TODO: In a future iteration, we can consider providing stream configuration information (catalog information) to the CachedDataset object via the "Get stream properties" API: https://reference.airbyte.com/reference/getstreamproperties

get_job_status(self) ‑> JobStatusEnum : Check if the sync job is still running.

get_sql_cache(self) ‑> CacheBase : Return a SQL Cache object for working with the data in a SQL-based destination's.

get_sql_database_name(self) ‑> str : Return the SQL database name.

get_sql_engine(self) ‑> sqlalchemy.engine.Engine : Return a SQL Engine for querying a SQL-based destination.

get_sql_schema_name(self) ‑> str : Return the SQL schema name.

get_sql_table(self, stream_name: str) ‑> sqlalchemy.Table : Return a SQLAlchemy table object for the named stream.

get_sql_table_name(self, stream_name: str) ‑> str : Return the SQL table name of the named stream.

is_job_complete(self) ‑> bool : Check if the sync job is complete.
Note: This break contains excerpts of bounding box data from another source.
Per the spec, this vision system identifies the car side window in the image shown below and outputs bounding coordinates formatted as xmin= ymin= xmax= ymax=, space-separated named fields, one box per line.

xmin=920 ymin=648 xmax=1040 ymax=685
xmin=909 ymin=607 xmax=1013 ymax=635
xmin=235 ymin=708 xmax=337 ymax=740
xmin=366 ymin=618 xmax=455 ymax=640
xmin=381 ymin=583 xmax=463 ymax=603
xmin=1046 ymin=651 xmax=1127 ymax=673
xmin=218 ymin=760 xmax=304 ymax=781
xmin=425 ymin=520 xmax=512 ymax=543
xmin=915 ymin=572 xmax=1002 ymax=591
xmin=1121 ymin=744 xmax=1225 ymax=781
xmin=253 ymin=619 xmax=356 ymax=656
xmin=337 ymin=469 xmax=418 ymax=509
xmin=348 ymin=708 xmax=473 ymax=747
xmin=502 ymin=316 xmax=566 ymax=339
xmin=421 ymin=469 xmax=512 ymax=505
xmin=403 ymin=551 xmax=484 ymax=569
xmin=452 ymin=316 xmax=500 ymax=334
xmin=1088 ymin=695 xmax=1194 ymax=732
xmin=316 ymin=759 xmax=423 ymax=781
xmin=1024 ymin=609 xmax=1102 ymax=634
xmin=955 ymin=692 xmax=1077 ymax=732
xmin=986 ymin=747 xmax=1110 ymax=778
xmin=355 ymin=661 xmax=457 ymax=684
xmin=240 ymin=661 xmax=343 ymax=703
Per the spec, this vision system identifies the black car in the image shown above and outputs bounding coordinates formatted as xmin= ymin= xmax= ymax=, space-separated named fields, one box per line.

raise_failure_status(self, *, refresh_status: bool = False) ‑> None : Raise an exception if the sync job failed.

By default, this method will use the latest status available. If you want to refresh the status before checking for failure, set refresh_status=True. If the job has failed, this method will raise a AirbyteConnectionSyncError.

Otherwise, do nothing.

wait_for_completion(self, *, wait_timeout: int = 1800, raise_timeout: bool = True, raise_failure: bool = False) ‑> JobStatusEnum : Wait for a job to finish running.